St Luke’s Anglican Church on Herries St is another heritage-listed building. A primitive church was established on the site in 1857 as Toowoomba began to replace Drayton as the leading town on the Downs. The foundation stone for the current bluestone structure was laid in 1895 and the church opened two years later. St Luke’s was designed in traditional Gothic revival style though it took several phases to complete. A stained glass window is a replica of one at Chartres Cathedral and the church retains a magnificent Norman and Beard pipe organ from 1907. The heritage listing hails St Luke’s as a major work of 19th century English-born ecclesiastical architect John Hingeston Buckeridge, who built 60 churches in Queensland.

The first elected Toowoomba Council in 1861 petitioned the new colony of Queensland for a land grant to build a town hall, originally on the corner of James and Neil Sts. The city expanded greatly that decade with the arrival of the railway from Brisbane and the founding of the Chronicle newspaper. In 1898 the School of Arts on Ruthven St burned down and Council hired English architect Willoughby Powell to design a new city hall on the site in 1900. The new building also incorporated a school of arts, a technical college and a theatre. It opened late that year with the clock added in 1901, which remains a focal point of Ruthven St. The building was heritage listed in the 1990s as its “generous size and grand character provide evidence of the prosperity and importance of Toowoomba as a major regional centre at the turn of the century.”

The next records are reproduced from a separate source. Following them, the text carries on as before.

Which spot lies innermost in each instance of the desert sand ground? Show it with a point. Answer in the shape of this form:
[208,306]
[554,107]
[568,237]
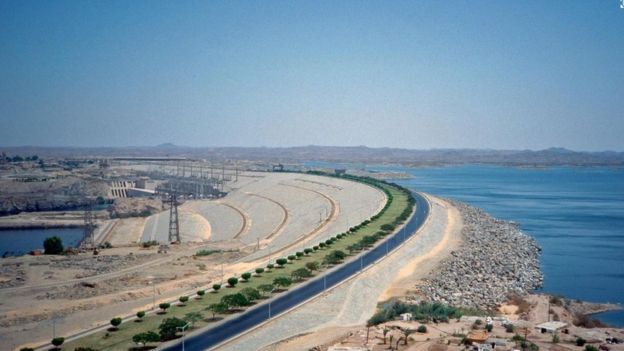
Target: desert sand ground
[266,215]
[349,305]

The White Horse Hotel on Ruthven St is also heritage-listed. The July 7, 1866 Chronicle reported that the hotel “lately opened by worthy Boniface Daniel Donovan” was “capacious” with 19 rooms and built of brick on stone foundations. The hotel changed hands a number of times and in 1912 new owners decided on an ornately detailed rebuild including a new facade and remodelled wings. The pub closed in 1986 and the ground floor is now shops. Its heritage listing promotes its importance as an early 20th century hotel, “in particular the flamboyant facade and interior elements such as the main stair, pressed metal ceilings, doorways, and fanlight.”

I was up early on Saturday morning for my run. I wandered across to Queen’s Park, just 10 minutes away, accompanied only by occasional pedestrians and four-legged friends.

There were a lot more people at the Margaret St end where the parkrun begins. Toowoomba is one of the biggest parkruns in the world and there were over 800 participants the prior week. For reasons unknown, there were a “mere” 550 runners this week but it still made for a crowded start line.

The course is two laps around the park, including the scenic Botanic Gardens. My efforts in my 217th parkrun and 93rd course were captured in this grimacing photo as I cross the finish line in a time of 24:30. Having freshened up and then enjoyed breakfast, I went to the station to get the bus down the range to Brisbane. But I’ll be back. T-Bar has plenty to offer – not least two other parkrun courses to conquer.